Forum Moderators: phranque
I've considered two things so far:
Search Engines:
After renaming my index page, I visited it with the Google toolbar. Keeping in mind that my index page has had the full html extension for years now, I was glad to see that the PR for the page was the same, whether I just went to mydomain.com, or mydomain.com/index.htm. I'm assuming, therefore, that Google has no separate record for index.html as opposed to any other index page. Is this correct, and if so, will this also be true for other search engines?
Links from other sites
I'm pretty sure nobody has linked specifically to mydomain.com/index.html. It would be far more natural for them to just link to mydomain.com. But if they have, then visitors (or SE's) that follow that link will get a 404 error instead of my site. As I said, I'm pretty sure this won't be much of a problem, but is it something I should be concerned about?
The Solution?
I tried adding the following to my .htaccess file... <edit>(Spaces added between http :// beause WW was automatically making a link out of it.)</edit>
Redirect 301 /index.html http ://mydomain.com/index.htm ...but it had the negative effect of appending 'index.htm' to the end of the address, regardless of if mydomain.com or mydomain.com/index.html was requested. So I tried something else...
RewriteRule ^index\.html$ http: //mydomain.com [R=301] This seems to be closest to what I want. If someone comes to mydomain.com, that's what shows in the address bar. If someone comes to mydomain.com/index.html, that also is what shows in the address bar, but they're served the index.htm page. The only thing I can think of that would be better than this would be to come up with some sort of rewrite rule that would strip off the index.html if people tried to visit that explicitly, and serve index.htm. Is there any way to do that?
Am I missing anything?
Are there any considerations to this that I haven't thought of? It's not a step I've taken rashly - there's a good reason for changing the file extension in this case. I just want to make sure I've come up with the best possible solution and that I'm not overlooking anything important.
Thoughts, suggestions, and constructive criticism are all welcome! ;)
Thanks,
Matthew
I found, however, SOME requests always end up going to index.html, I don't know why but they just do that.
As for me, my solution is not much better... In my case, I keep a copy of both index.htm AND index.html, whenever I make a change, I save and Save As and upload both...
Nothing on my site links to an index file, always link to the directory, seeing as index is default anyhow.
But, I'd like to hear the solution, too.
[webmasterworld.com...]
There are a few others in the Apache forum which may give other solutions. The problem with your current solution is that you still have the potential that the same page is available with 3 different URIs:
http://www.example.com/ http://www.example.com/index.htm http://www.example.com/index.html (Assuming you are redirecting non-www to www or vice-versa, else you have several more combinations). To avoid indexing problems by the search engines it is best to stick to one URI per resource.

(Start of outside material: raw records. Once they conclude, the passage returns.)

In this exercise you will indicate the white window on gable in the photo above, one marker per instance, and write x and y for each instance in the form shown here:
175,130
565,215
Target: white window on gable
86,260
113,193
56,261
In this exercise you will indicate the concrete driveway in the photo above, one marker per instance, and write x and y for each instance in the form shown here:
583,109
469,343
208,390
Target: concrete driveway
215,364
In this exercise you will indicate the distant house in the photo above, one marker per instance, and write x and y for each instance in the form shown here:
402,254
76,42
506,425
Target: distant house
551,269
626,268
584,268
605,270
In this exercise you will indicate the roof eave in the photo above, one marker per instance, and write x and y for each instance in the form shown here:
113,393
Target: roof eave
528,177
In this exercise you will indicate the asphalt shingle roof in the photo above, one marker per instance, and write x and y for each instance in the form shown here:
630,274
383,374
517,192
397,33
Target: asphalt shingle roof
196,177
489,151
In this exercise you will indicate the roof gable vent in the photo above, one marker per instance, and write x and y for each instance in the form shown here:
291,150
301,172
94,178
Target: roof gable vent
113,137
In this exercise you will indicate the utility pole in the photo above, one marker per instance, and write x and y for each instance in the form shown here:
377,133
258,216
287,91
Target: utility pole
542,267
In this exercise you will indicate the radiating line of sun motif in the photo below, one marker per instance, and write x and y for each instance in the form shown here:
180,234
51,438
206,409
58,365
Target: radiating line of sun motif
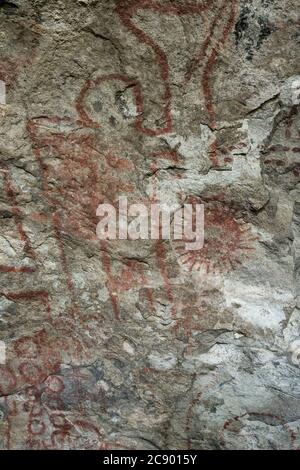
227,242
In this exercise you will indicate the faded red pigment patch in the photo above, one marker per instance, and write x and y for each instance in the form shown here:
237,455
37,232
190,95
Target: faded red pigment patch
228,240
219,30
77,175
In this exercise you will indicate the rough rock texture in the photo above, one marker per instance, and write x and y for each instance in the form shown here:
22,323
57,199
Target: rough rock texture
134,344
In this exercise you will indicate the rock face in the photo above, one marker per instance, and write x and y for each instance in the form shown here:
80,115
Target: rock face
129,344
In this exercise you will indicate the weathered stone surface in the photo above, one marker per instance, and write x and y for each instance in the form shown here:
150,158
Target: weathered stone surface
131,344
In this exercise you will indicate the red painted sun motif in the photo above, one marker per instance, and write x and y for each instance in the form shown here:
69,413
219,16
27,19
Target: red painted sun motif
227,241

You have already done the right thing by not explicitly linking to the index.? page but to be certain you should try removing any index.html requests and 301 redirect them to the root or folder name.

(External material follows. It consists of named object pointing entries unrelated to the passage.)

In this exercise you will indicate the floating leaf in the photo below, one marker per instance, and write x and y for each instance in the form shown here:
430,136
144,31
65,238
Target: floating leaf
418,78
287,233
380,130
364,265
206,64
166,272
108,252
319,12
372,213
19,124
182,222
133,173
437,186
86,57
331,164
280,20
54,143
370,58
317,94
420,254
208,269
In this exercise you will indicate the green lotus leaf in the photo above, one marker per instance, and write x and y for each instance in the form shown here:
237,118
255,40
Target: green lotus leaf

RewriteCond %{THE_REQUEST} ^[A-Z]{3,9}\ /.*index\.html\ HTTP/
RewriteRule ^(.*)index\.html$ http://mydomain.com/$1 [R=301]
...and it worked perfectly. So, I figured I'd do the same thing with the index.htm page:
RewriteCond %{THE_REQUEST} ^[A-Z]{3,9}\ /.*index\.htm$\ HTTP/
RewriteRule ^(.*)index\.htm$ http://mydomain.com/$1 [R=301]

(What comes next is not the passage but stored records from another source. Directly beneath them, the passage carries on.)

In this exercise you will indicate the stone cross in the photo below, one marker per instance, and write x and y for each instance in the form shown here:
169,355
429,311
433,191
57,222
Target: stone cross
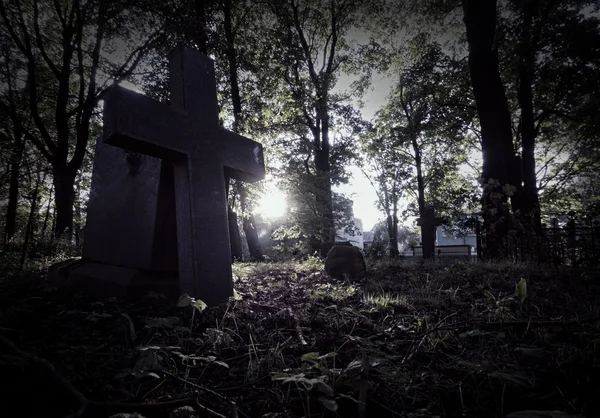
428,224
187,137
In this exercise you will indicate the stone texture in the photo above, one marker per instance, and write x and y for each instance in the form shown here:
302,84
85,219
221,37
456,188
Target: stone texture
345,259
155,159
131,211
104,280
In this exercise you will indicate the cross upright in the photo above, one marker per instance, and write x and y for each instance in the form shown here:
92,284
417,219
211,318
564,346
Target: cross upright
187,133
428,224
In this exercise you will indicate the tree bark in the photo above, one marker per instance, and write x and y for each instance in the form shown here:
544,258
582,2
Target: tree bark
494,117
392,224
64,196
234,235
47,215
29,229
530,204
247,218
13,191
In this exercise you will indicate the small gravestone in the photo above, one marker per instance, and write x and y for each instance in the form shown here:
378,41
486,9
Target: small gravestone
195,155
428,224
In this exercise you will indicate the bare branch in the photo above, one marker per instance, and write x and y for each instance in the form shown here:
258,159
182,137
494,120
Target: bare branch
38,38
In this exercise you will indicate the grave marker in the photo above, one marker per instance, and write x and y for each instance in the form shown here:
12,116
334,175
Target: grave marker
197,154
428,224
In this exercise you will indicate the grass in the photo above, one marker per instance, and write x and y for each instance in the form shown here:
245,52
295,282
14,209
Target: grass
411,340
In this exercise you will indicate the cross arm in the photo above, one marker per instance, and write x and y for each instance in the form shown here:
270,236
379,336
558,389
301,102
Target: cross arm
138,123
242,157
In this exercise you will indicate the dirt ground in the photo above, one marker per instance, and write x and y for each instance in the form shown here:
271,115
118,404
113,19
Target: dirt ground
410,340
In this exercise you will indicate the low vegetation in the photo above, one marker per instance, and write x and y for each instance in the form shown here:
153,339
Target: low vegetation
411,339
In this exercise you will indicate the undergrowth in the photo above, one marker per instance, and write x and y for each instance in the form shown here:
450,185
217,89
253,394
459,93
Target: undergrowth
410,340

...but that doesn't work. Going to mydomain.com/index.htm still leaves the index.htm portion in the address bar. Any ideas why that could be? I don't know these rewrite things well enough to recognize potential problems.
<edit> Naturally, I figure it out right after posting...For some reason I added the '$' at the end of the RewriteCond line for the htm rewrite. Taking that off solved the problem and now index.html and index.htm get stripped off. </edit>
Regarding any negative consequences to renaming the index page, I do always link to a directory, not the index.? page, so I don't have any internal links to worry about (unless there's one or two hanging around from years ago that I've managed to overlook so far.) Also, the very first rewrite rule in my .htaccess file strips off the w's from the address, assuming somebody uses them.